La juge de la cour d’appel de la ville de Guaratuba, dans l’État du Paraná, a déclaré valide le titre de propriété d’une entreprise de construction qui avait été enregistré avant celui d’un autre propriétaire du terrain.
L’entreprise de construction a intenté une action en justice au motif que, depuis l’acquisition d’un terrain à Guaratuba, elle a été menacée par une femme qui l’a accusée de squatter le terrain.
La demandeuse a fait valoir que son titre de propriété, daté de 1947, était antérieur à celui de la défenderesse, délivré en 1961, ce qui le rendait plus ancien et donc légitime.
L’action intentée en justice au Brésil (« esbulho possessorio » article 1210 du Code civil brésilien et 561 du Code de procédure civile) est proche de la notion de squat prévue en droit français. Il s’agit de l’acte qui consiste à priver quelqu’un de la possession d’un bien ou d’une propriété de manière illégale, sans le consentement du propriétaire légitime. En termes juridiques, cela représente une violation du droit de possession, et la personne dépossédée peut intenter une action en justice pour récupérer le bien.
La défenderesse a affirmé être la propriétaire légitime du bien, en présentant un titre de propriété enregistré. Elle a contesté la validité du titre de l’entreprise de construction, affirmant que la documentation utilisée par le demandeur était d’origine irrégulière.
Dans sa décision, la juge a souligné qu’en cas de chevauchement de titres, le titre le plus ancien doit prévaloir, conformément au principe juridique du « prior tempore potior iure » (« le premier dans le temps est le plus fort en droit »). « Le chevauchement des titres de propriété est avéré et, par conséquent, le titre le plus ancien doit prévaloir, garantissant le droit de propriété du plaignant, conformément au principe de l’enregistrement préalable. »
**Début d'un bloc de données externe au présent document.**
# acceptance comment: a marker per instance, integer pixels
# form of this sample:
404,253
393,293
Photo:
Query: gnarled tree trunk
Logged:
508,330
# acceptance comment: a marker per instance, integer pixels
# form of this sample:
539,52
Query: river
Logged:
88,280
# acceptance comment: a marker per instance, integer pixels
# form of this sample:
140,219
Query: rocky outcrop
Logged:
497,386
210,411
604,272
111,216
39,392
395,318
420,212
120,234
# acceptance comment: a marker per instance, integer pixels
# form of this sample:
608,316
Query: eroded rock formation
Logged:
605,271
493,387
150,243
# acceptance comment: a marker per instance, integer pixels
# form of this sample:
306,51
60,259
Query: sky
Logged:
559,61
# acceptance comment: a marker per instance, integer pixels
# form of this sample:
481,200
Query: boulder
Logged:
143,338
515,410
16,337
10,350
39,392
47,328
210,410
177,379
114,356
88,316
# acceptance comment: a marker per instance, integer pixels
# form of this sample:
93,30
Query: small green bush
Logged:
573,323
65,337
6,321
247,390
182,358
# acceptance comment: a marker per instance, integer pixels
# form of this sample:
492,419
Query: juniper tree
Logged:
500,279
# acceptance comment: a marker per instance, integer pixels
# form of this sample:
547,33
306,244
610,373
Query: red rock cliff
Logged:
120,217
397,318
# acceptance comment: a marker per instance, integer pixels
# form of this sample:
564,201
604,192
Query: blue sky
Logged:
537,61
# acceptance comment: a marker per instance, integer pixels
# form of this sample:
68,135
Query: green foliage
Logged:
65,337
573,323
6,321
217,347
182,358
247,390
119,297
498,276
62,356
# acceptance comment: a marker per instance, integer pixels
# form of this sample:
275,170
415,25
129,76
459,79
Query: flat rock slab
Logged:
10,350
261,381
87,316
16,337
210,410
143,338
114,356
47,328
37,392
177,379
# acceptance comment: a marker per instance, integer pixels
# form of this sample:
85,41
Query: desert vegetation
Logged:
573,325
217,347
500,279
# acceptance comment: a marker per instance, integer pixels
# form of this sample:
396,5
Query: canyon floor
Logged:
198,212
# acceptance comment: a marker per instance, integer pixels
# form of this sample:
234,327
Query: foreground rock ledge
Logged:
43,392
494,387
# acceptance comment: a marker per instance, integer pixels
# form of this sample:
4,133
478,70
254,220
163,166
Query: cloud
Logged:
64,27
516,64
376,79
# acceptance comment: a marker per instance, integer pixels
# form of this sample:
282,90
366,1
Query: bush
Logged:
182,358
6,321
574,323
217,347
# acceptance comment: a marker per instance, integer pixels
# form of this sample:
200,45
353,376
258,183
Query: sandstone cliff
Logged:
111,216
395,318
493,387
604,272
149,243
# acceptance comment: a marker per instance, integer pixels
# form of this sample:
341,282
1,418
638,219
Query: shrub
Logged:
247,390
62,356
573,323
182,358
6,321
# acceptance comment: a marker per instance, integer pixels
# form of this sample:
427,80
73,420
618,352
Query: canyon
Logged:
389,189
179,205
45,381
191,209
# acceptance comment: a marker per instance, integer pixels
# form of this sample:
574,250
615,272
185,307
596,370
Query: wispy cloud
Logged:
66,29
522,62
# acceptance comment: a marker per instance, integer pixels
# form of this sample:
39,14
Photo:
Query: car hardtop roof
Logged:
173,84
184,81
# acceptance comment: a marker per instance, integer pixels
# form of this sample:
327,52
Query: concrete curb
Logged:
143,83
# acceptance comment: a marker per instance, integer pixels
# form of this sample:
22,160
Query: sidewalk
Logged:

En outre, le magistrat a déclaré que « la reconnaissance du titre le plus ancien est conforme à la nécessité de garantir la sécurité juridique du propriétaire ayant les meilleurs droits de propriété ».
En conséquence, le juge a reconnu que le titre de l’entreprise de construction était antérieur à celui du défendeur et a ordonné l’annulation de l’enregistrement du défendeur.